Another BBT SimpleScreen™, which is not yet FDA-approved, analyzed circulating, cell-free DNA methylation patterns in 27,010 evaluable average-risk, asymptomatic adults ages 45–85 years undergoing screening colonoscopy.16 The sensitivity and specificity for CRC was 79.2% and 91.5%, respectively. Similar to Shield, the sensitivity for stage I CRC was low at 57.1%. The sensitivity for advanced precancerous lesions, a secondary endpoint, was 12.5% which did not meet the prespecified study criteria. 
 

Effectiveness and Cost Effectiveness

Modeling studies have evaluated novel noninvasive CRC screening tests compared to FIT and colonoscopy.17-20 One compared a hypothetical BBT performed every 3 years that meets the minimum CMS threshold CRC sensitivity and specificity of 74% and 90%, respectively, to other established CRC screening tests beginning at age 45.17 Every 3-year BBT reduced CRC incidence and mortality by 40% and 52%, respectively compared to no screening. However, the reductions were much lower than yearly FIT (72% and 76%, respectively), every 10 year colonoscopy (79% and 81%, respectively), and triennial mt-sDNA (68% and 73%, respectively). The BBT resulted in fewer quality-adjusted life-years per person compared to the alternatives.

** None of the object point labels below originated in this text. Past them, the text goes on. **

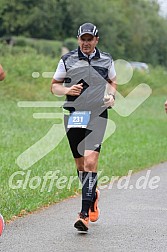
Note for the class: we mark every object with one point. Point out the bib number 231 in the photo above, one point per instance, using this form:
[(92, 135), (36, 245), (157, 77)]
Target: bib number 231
[(79, 119)]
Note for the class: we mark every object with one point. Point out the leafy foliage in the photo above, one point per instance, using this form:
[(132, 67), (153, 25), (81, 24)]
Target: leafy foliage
[(128, 29)]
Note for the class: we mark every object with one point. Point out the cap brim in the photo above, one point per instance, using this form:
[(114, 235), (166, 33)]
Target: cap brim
[(91, 33)]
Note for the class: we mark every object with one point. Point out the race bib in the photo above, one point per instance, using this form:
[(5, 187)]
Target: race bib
[(79, 119)]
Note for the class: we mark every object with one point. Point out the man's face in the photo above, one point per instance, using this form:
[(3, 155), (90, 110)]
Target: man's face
[(87, 43)]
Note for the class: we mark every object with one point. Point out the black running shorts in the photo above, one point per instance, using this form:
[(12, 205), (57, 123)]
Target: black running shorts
[(90, 138)]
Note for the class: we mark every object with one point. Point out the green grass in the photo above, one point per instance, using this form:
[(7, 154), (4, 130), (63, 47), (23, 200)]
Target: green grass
[(140, 140)]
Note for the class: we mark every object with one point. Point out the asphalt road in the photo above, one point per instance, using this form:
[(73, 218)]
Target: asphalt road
[(132, 219)]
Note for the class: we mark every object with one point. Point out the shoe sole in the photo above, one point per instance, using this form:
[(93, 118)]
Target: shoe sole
[(80, 226)]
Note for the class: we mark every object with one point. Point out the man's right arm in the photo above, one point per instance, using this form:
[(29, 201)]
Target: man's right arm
[(166, 106), (57, 86)]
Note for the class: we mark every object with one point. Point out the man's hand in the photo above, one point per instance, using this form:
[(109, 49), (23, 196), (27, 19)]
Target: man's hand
[(109, 100), (75, 90), (166, 106)]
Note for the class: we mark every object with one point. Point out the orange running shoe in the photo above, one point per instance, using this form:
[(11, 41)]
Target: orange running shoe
[(94, 211), (82, 223), (2, 224)]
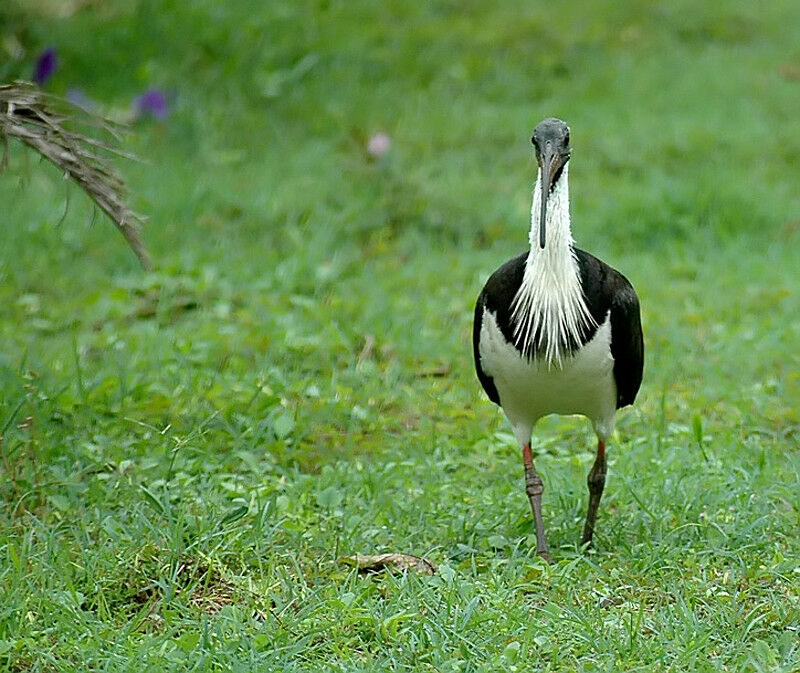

Additionally, FIT, colonoscopy, and mt-sDNA were less costly and more effective. Advanced precancerous lesion detection was a key measure for a test’s effectiveness. BBT characteristics would require a CRC sensitivity and specificity of >90% and 90%, respectively, and 80% sensitivity for advanced precancerous lesions at a cost of ≤$120–$140 to be cost-effective compared to FIT at comparable participation rates.

Another analysis simulated colorectal neoplasia progression and compared clinical effectiveness and cost between annual FIT, every 3 year stool mt-sRNA, every 3 year stool mt-sDNA tests, every 3 year stool Shield™; these outcomes were compared to colonoscopy every 10 years and no screening in adults ≥ age 45 over different adherence rates.19 At real-world adherence rates of 60%, colonoscopy prevented most CRC cases and associated deaths. FIT was the most cost-effective strategy at all adherence levels. Between the multi-target stool tests and Shield™, mt-sRNA was the most cost-effective. Compared to FIT, mt-sRNA reduced CRC cases and deaths by 1% and 14%.

The third study evaluated CRC incidence and mortality, quality-adjusted life-years and costs with annual FIT, colonoscopy every 10 years, mt- sDNA tests, mt-sRNA test, and BBTs.20 The latest mt-sDNA (Colguard plus™) and mt-sRNA achieved benefits approaching FIT but the Shield™ test was substantially less effective. The authors hypothesized that if 15% of the population substituted Shield™ for current effective CRC screening strategies, an increase in CRC deaths would occur and require 9-10% of the unscreened population to uptake screening with Shield to avert the increases in CRC deaths due to the substitution effect.
 

Clinical Implications

The effectiveness of non-invasive screening strategies depends on their diagnostic performance, adherence, and ensuring a timely colonoscopy after a positive test. Two claims-based studies found 47.9% and 49% of patients underwent follow-up colonoscopy within 6 months of an abnormal stool or BBT CRC screening test, respectively.21-22

Conclusions

Non-invasive stool mt-sDNA and mt-sRNA have higher effectiveness than the new BBTs. BBTs can lead to increased CRC mortality if substituted for the FDA and CMS-approved, USPSTF-endorsed, CRC screening modalities. If future BBTs increase their sensitivity for CRC (including early-stage CRC) and advanced precancerous lesions and decrease their cost, they may prove to have similar cost-effectiveness to stool-based tests. Currently, BBTs are not a substitute for colonoscopy or other stool tests and should be offered to patients who refuse other CRC screening modalities. A personalized, risk-adapted approach, paired with improved adherence and follow-up are essential to optimize the population-level impact of CRC screening and ensure equitable, effective cancer prevention.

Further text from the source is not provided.